Note: Recall that policy gradient methods output a probability distribution over the action space and that this distribution is a representation of our policy. Thus, you should sample from this distribution rather than take a maximum predicted action.

Task 2.5 [Train REINFORCE]: Put your model, generate_trajectory and discount together to implement train_reinforce_model which should train on one simulated episode.

Be sure to adjust train to call train_reinforce_model when using Reinforce and ReinforceWithBaseline models if you didn't do so in Task 1.4.

You should now be able to train REINFORCE by running python assignment.py REINFORCE

3. REINFORCE with BASELINE

Task 3.1 [ReinforceWithBaseline]: At this point, all you have to do are fill in the methods for ReinforceWithBaseline then you can run python assignment.py REINFORCE_BASELINE to train using the new model. We leave the details for this, the last task for 2470, to you (with a few helpful hints below).

Hints:

  • In our loss functions, instead of directly using discounted rewards, we use the so-called advantage function given by \[Adv(s) = \gamma r - V(s)\] where \(V\) is the value network (Critc network)
  • The Actor loss for a single step is given by \[-(Adv(s)*\log(A(s,a))\] where \(A\) is the actor network
    • Be sure to use tf.stop_gradient around the \(Adv\) when computing actor loss, if you do not, then the actor loss gradient will continue to propagate through the critic network.

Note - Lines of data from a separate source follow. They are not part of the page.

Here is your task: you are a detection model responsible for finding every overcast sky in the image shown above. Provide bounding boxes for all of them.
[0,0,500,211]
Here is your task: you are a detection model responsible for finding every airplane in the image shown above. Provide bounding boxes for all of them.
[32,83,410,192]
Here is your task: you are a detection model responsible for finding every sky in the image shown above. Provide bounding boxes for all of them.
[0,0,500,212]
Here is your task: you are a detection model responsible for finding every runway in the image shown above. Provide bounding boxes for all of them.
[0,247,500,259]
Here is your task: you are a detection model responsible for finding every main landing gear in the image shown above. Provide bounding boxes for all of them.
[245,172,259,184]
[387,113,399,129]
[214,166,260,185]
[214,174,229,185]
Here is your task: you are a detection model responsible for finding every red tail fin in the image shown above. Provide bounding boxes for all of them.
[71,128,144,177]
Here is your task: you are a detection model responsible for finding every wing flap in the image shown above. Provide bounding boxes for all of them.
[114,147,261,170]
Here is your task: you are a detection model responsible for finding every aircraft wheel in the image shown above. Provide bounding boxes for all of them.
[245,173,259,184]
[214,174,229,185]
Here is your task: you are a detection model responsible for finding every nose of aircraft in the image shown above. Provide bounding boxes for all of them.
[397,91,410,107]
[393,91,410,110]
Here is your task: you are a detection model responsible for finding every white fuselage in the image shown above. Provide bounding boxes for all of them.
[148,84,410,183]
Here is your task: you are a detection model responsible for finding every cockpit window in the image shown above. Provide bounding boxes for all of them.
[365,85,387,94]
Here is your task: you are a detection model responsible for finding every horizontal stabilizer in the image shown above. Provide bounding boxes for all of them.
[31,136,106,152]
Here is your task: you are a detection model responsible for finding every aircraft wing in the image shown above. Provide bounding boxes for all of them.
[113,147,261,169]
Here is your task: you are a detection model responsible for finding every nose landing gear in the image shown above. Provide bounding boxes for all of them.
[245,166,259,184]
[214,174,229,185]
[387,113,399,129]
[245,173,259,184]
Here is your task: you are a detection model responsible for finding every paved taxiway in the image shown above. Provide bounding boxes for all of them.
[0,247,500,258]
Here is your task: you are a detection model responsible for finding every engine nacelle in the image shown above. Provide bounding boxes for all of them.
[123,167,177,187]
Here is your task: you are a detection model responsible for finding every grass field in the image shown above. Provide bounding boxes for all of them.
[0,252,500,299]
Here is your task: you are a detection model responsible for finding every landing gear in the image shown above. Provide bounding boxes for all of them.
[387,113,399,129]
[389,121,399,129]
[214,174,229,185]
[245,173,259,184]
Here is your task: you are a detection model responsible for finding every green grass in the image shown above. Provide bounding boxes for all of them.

Consult the box below if you are unsure why this is necessary
  • The critic loss for a single step is given by \[Adv(s)^2\]
  • As with all loss functions in this course, you should return one value, the sum of the Critic and Actor losses

You should know: When you completed BERAS, the gradient method may have seem overly generalized and it may have been hard to imagine cases in which a search algorithm would have been useful. The above loss function is a perfect example of why the generalization is important. With a single GradientTape we can compute every gradient we need across both networks at once.

Think back to your gradient method and consider how it would have handled the \(Adv\) term in the Actor loss. Since \(Adv\) is parameterized, its weight gradients would have been computed and its weights then updated had we not used tf.stop_gradient.

Thank you

Congratulations you have completed your last assignment for CSCI 2470!

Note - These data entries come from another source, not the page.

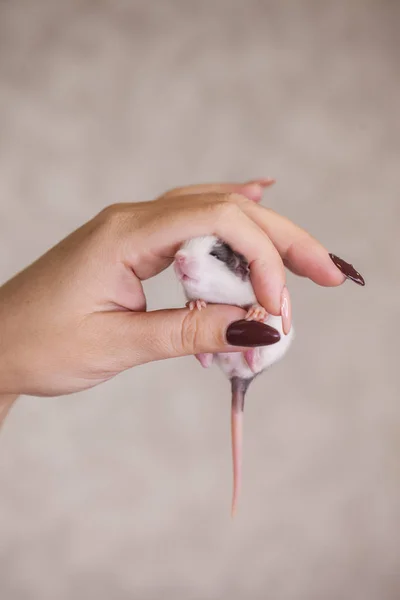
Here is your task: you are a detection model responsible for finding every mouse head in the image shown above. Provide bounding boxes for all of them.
[174,236,249,298]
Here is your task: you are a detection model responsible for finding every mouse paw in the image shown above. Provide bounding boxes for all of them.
[195,352,214,369]
[186,300,207,310]
[245,304,269,323]
[243,348,262,373]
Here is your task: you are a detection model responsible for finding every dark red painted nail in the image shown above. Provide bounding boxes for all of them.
[226,319,281,348]
[329,254,365,285]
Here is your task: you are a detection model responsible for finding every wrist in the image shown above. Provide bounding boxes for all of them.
[0,394,18,426]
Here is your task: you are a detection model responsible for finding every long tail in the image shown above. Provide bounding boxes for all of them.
[231,377,252,517]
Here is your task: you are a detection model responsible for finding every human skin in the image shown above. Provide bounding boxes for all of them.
[0,179,356,420]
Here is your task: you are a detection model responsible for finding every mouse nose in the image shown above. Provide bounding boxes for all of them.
[175,252,187,266]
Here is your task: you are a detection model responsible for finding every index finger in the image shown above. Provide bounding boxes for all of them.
[134,194,286,315]
[230,198,365,287]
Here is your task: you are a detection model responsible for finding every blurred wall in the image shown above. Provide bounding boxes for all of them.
[0,0,400,600]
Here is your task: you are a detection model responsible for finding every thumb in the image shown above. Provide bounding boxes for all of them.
[100,304,280,370]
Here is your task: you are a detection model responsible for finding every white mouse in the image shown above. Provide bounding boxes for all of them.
[174,236,294,515]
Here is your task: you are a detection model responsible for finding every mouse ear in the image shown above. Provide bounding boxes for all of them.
[235,257,250,281]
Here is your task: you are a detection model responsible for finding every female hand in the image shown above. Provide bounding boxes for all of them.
[0,180,362,398]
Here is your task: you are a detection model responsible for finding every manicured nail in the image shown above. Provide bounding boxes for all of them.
[329,254,365,285]
[281,285,292,335]
[247,177,276,187]
[226,319,281,348]
[243,181,262,202]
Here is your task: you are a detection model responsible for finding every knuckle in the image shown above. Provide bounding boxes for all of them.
[214,194,240,220]
[180,311,200,354]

After submitting your work, there is some extra heft built into the stencil code to be able to train these networks using any gym environment, just add the name as a command line argument, such as python assignment.py REINFORCE LunarLander-v2. Cartpole is a very easy environment so you will likely need to run more episodes when training on other environments. That said, it can be a lot of fun to watch a network learn a more complicated environment with better graphics!